The second category includes parts of two big government bills that were introduced in February, but were dropped when Parliament dissolved for the election campaign: the Prisons and Courts Bill and the Vehicle Technology and Aviation Bill. Like the Conservative manifesto, these have also been ‘pruned’ to account for the difficulty of passing any legislation without a parliamentary majority.
Bills affecting motorists
One element of the Prisons and Courts Bill that would directly affect motorists was the section on whiplash. This aimed to cut the cost of car insurance by capping the pay-outs for compensation and banning settlements being offered before medical evidence is provided. This fairly small change will now get a bill all of its own: the Civil Liability Bill. The government hopes it will cut insurance premiums by an average of £35 a year.
Automated and Electric Vehicles Bill
Two parts of the Vehicle Technology and Aviation Bill have now become the Automated and Electric Vehicles Bill. In the Government’s words, this aims to ‘put the UK at the forefront of automated vehicle ownership’ and ‘ensure a world-class infrastructure which supports the rapid adoption and use of electric vehicles’.

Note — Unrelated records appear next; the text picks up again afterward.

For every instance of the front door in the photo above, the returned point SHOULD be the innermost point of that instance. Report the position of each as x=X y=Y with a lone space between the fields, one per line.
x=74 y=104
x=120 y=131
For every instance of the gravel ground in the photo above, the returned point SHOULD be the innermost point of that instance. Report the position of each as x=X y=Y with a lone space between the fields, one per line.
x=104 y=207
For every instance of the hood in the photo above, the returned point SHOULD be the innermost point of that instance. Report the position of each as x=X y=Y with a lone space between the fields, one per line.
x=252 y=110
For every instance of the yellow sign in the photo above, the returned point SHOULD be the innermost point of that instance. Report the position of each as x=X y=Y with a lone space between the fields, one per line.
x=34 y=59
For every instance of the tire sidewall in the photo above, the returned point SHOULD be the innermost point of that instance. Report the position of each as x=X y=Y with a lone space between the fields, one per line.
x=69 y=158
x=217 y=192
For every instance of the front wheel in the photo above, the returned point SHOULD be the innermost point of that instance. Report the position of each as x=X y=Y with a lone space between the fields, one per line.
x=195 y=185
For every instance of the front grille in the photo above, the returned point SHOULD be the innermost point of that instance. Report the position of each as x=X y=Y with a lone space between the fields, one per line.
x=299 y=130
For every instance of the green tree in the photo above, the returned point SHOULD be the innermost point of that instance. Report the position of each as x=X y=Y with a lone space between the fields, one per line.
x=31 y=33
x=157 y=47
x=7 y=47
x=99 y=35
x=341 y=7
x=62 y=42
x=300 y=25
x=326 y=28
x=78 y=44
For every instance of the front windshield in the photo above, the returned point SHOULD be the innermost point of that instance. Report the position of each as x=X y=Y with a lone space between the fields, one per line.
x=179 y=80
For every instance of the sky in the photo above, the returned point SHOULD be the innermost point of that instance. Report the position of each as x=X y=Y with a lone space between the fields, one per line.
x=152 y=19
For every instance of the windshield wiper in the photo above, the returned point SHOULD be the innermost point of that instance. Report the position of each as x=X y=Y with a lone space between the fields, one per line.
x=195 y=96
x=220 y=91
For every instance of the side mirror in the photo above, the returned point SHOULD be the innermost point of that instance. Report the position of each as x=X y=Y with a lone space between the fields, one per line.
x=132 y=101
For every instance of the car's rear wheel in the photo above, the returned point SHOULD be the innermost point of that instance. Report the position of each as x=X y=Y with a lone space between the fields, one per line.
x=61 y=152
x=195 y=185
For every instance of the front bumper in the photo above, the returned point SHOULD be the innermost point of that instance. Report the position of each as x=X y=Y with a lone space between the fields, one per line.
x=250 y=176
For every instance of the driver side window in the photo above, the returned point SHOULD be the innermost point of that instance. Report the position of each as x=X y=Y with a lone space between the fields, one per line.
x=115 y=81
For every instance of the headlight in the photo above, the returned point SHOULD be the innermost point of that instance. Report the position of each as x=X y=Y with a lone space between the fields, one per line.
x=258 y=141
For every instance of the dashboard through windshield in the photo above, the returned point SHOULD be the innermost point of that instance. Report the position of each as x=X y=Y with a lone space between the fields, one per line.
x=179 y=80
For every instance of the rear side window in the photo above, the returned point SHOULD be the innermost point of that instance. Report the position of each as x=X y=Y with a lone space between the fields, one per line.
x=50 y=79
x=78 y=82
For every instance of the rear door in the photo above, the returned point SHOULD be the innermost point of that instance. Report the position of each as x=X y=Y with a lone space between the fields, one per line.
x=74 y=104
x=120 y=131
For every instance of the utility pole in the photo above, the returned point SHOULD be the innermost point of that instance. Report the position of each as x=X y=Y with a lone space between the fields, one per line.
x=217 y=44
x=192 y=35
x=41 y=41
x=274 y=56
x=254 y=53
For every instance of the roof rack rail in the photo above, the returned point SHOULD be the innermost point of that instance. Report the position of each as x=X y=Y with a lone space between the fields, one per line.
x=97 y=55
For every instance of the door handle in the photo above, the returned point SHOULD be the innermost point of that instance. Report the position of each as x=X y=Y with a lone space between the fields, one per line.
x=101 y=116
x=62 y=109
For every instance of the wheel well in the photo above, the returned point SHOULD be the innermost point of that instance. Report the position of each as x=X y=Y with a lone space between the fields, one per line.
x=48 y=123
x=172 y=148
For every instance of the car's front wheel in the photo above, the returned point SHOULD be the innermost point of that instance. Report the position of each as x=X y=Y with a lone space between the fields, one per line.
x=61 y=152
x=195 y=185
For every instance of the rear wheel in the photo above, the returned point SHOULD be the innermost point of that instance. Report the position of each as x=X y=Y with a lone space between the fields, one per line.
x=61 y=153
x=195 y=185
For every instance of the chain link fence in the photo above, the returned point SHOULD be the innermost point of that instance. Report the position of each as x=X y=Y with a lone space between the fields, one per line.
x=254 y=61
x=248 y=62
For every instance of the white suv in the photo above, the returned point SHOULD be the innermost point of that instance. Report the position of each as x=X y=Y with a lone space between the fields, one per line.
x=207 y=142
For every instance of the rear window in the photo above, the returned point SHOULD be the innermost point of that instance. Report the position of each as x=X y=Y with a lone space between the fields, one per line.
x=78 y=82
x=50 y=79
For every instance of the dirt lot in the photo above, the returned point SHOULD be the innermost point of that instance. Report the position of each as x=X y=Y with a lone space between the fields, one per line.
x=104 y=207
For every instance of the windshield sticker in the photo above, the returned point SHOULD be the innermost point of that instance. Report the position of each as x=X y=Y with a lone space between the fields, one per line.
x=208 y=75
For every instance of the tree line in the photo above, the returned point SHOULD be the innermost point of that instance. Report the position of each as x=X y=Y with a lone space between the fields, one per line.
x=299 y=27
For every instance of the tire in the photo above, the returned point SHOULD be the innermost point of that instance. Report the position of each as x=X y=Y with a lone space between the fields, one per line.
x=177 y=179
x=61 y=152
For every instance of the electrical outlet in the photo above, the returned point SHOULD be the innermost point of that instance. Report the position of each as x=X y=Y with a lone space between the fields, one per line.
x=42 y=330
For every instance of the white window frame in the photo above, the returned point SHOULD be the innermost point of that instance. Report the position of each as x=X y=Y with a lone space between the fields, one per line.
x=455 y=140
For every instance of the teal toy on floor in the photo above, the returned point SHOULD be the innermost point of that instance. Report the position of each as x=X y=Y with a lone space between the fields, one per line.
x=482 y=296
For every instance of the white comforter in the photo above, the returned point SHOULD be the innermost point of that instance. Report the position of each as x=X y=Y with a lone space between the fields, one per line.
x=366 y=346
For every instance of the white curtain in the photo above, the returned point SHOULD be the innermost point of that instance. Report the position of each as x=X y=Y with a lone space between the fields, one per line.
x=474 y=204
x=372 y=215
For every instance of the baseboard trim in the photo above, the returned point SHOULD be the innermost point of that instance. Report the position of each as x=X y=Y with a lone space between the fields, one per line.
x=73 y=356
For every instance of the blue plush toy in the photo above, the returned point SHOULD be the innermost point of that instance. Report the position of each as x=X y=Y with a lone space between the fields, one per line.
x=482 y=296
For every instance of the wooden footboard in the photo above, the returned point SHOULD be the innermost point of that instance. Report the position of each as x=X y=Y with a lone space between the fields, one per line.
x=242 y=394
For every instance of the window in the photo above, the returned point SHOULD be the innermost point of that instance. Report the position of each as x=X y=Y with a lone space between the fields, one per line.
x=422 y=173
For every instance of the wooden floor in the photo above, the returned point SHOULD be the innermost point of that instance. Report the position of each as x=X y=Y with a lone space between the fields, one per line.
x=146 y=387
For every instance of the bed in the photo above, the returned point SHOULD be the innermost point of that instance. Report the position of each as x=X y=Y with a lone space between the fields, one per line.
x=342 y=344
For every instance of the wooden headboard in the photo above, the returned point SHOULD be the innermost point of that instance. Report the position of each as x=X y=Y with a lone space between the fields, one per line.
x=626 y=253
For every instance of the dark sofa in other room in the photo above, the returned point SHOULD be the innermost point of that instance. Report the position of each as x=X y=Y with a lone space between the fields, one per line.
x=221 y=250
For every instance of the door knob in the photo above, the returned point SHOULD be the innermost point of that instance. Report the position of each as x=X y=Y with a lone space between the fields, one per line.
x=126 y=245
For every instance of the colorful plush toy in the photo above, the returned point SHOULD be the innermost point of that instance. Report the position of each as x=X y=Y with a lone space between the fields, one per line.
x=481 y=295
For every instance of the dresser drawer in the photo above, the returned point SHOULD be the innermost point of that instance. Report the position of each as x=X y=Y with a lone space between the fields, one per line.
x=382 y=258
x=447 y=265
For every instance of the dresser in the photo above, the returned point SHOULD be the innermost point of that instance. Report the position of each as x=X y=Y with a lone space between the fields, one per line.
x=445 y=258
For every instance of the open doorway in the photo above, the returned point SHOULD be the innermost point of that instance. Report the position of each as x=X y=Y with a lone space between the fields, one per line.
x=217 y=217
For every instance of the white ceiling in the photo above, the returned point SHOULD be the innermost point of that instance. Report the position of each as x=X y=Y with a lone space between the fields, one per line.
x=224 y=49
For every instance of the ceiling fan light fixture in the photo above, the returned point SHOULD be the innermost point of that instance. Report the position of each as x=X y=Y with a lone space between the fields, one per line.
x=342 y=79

Driving uptake of new technology
These are, of course, very worthy goals, but the measures in the Bill itself are only small steps towards them. The Government plans to extend compulsory vehicle insurance to cover driverless cars, and to require motorway services and other large petrol stations to install electric charge-points. These are policies that will help encourage the development of autonomous cars and the uptake of electric vehicles, but neither of them are revolutionary and still do not take account of the problems for the UK’s delivery infrastructure or ‘grid’ that the (required) mass proliferation of charge points could cause.